David Cameron n'avait pas besoin de cela. Le premier ministre britannique doit gérer une situation économique des plus difficiles : réduction drastique d'une dette publique gigantesque sur fond de récession durable.
Voilà maintenant le chef du gouvernement conservateur singulièrement affaibli par l'affaire Murdoch. C'est un scandale à ramifications multiples qui ébranle nombre des institutions du Royaume-Uni. Et dont nul ne se risquerait aujourd'hui à prévoir l'issue.
Revenu plus tôt que prévu d'une tournée en Afrique, M. Cameron a convoqué une session d'urgence de la Chambre des communes.
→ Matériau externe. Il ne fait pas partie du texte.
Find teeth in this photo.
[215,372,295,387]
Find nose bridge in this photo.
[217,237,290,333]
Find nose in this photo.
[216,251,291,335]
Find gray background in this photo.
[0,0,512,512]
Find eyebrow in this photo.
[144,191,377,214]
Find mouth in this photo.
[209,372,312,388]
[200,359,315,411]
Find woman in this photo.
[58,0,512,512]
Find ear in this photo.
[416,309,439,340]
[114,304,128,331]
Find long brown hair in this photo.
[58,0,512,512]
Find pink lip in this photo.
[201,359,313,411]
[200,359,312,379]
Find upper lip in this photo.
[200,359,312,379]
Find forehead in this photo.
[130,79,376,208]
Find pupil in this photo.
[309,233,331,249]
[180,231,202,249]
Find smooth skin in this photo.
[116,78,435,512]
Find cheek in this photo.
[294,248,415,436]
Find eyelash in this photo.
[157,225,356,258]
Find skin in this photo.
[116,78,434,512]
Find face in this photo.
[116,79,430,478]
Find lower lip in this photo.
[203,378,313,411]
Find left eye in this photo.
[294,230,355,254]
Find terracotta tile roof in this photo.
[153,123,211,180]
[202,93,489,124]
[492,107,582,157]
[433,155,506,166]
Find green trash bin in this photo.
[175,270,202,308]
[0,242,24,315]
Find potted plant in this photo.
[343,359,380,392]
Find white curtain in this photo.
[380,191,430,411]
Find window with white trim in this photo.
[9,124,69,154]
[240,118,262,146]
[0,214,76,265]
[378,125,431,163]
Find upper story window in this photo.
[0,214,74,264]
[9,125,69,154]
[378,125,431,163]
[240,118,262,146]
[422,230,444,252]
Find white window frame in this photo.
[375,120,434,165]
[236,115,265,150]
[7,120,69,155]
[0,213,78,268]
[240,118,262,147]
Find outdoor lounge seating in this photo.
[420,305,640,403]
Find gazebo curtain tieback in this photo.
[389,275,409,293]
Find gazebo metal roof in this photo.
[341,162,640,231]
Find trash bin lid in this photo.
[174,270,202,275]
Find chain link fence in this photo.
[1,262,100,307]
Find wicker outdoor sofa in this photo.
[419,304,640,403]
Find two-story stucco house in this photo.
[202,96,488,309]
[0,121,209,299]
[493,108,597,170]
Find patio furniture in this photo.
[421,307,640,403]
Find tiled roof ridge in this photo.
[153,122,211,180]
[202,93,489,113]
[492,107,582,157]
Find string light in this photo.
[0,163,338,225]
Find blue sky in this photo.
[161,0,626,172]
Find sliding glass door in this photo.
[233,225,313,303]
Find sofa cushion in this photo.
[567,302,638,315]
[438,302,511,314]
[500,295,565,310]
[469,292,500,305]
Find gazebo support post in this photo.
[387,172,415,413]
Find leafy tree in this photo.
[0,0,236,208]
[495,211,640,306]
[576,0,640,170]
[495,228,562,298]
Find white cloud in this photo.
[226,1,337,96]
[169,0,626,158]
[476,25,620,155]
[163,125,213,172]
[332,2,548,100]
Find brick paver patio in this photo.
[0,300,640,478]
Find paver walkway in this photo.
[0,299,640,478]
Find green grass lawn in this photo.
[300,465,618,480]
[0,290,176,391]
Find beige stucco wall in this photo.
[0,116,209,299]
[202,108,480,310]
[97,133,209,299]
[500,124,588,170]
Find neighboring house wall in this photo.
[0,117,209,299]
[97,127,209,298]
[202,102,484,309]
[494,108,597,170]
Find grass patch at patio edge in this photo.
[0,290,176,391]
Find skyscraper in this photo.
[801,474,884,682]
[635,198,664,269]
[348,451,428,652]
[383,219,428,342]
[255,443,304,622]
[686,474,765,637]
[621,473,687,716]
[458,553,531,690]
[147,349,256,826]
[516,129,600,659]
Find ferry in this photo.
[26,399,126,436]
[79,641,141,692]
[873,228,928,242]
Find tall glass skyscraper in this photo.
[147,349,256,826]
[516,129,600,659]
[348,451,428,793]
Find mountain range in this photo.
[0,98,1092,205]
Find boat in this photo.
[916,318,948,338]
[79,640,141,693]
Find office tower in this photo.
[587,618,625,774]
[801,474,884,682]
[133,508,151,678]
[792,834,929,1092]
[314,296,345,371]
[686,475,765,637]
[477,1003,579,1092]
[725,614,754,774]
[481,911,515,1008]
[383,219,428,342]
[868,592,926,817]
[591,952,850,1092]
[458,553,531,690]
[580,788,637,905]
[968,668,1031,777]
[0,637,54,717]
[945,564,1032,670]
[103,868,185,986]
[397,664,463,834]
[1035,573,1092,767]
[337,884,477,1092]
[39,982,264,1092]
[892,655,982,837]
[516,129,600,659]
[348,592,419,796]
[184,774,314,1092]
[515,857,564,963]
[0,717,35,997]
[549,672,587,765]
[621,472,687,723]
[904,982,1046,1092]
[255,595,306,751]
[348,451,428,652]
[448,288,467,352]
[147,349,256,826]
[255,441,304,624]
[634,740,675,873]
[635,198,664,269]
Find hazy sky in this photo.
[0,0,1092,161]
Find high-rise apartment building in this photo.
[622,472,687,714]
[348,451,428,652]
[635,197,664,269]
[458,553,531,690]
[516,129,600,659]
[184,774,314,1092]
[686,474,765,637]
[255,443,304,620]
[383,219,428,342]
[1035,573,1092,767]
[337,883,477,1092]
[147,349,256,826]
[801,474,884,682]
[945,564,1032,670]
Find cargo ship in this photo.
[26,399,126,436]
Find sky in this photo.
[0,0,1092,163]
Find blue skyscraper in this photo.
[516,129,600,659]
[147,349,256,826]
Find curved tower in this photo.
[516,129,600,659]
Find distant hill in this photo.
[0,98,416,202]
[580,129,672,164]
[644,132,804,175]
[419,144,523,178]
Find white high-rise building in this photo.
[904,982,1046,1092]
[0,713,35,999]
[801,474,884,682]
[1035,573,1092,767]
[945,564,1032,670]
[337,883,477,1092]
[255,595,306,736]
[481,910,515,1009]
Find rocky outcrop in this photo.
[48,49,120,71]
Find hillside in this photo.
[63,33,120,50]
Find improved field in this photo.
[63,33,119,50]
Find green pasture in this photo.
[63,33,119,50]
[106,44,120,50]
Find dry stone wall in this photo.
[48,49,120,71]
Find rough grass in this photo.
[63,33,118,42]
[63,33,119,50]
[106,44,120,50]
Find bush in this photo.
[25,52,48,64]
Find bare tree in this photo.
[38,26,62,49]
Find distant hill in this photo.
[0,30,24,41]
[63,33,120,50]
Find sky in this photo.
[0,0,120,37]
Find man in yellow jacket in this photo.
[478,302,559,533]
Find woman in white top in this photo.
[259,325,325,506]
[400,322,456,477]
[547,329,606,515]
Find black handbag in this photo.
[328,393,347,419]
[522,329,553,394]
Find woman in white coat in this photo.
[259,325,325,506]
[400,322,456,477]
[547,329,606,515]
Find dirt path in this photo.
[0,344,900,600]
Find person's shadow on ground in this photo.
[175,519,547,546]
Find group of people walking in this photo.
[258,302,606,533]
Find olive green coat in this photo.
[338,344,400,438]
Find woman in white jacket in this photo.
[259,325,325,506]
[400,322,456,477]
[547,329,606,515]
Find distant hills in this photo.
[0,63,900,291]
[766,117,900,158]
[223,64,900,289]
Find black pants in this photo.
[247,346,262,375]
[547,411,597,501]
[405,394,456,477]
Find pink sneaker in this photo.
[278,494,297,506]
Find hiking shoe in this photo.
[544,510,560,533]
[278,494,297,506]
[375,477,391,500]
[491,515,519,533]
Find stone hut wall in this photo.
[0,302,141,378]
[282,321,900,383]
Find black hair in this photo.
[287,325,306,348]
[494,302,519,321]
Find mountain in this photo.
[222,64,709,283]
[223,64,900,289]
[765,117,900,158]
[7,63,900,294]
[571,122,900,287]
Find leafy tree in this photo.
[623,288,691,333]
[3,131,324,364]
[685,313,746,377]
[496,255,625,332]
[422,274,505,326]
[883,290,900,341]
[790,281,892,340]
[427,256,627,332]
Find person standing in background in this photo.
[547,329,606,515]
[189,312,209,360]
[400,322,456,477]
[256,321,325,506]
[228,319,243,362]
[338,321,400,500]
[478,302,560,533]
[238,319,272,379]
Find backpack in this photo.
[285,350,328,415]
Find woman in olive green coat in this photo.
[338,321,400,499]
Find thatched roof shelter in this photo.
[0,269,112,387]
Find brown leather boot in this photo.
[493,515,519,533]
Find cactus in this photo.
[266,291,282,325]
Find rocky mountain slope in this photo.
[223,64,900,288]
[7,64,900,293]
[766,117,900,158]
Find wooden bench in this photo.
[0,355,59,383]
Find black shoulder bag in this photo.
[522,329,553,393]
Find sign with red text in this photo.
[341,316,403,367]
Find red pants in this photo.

Elle doit avoir lieu mercredi 20 juillet, au lendemain de la comparution, ce mardi, de Rupert Murdoch et de son fils James devant une commission parlementaire à Westminster.
Pourquoi ce coup de tonnerre ? Au départ, il y a les révélations de notre confrère The Guardian sur ce qui aurait pu rester un fait divers : la pratique d'écoutes téléphoniques illégales de la part d'un des fleurons du groupe Murdoch - l'hebdomadaire News of the World, aujourd'hui fermé.
Mais l'affaire a mis au jour un "système Murdoch" inquiétant pour la démocratie. Il y a d'abord la complicité de certains responsables de la police - corrompus d'une façon ou d'une autre -, qui semble avoir longtemps fermé les yeux sur les pratiques de la presse Murdoch. Le chef de Scotland Yard et l'un de ses adjoints ont démissionné cette semaine.
Il y a ensuite cette proximité que les milieux politiques ont cultivée avec un groupe de presse dont ils avaient peur. Avec le Times, le Sunday Times, le Sun, News of the Word et la chaîne Sky News, Murdoch disposait à Londres d'une puissance de feu capable de faire et de défaire bien des réputations, voire de peser sur les élections.
Dans un récent éditorial, le Financial Times écrivait : "La manière dont les responsables politiques ont eu une attitude de soumission à l'égard de Murdoch, au point d'être bien timides dans la poursuite d'enquêtes criminelles sur son groupe, est l'un des aspects les plus troublants de l'affaire des écoutes."
Conservateurs et travaillistes, tous ont soigné leurs relations avec Murdoch. David Cameron est-il allé plus loin que les autres ? C'est ce qu'on lui reproche aujourd'hui.
Il a, un temps, employé, comme responsable de la communication à Downing Street, Andy Coulson, ancien rédacteur en chef de News of the World. Il entretient des relations d'amitié avec Rebekah Brooks, ex-responsable des opérations du groupe à Londres.
Comme par hasard, il a tranché en faveur du groupe Murdoch quand il a fallu l'autoriser à prendre le contrôle du bouquet de chaînes de télévision BSkyB (opération aujourd'hui annulée).
Autant qu'un groupe de presse, le plus grand du monde, ce qui s'effondre aujourd'hui - et il faut s'en féliciter -, c'est le système Murdoch : une façon brutale et sans scrupule de mêler business et politique. M. Cameron en sera peut-être la dernière victime.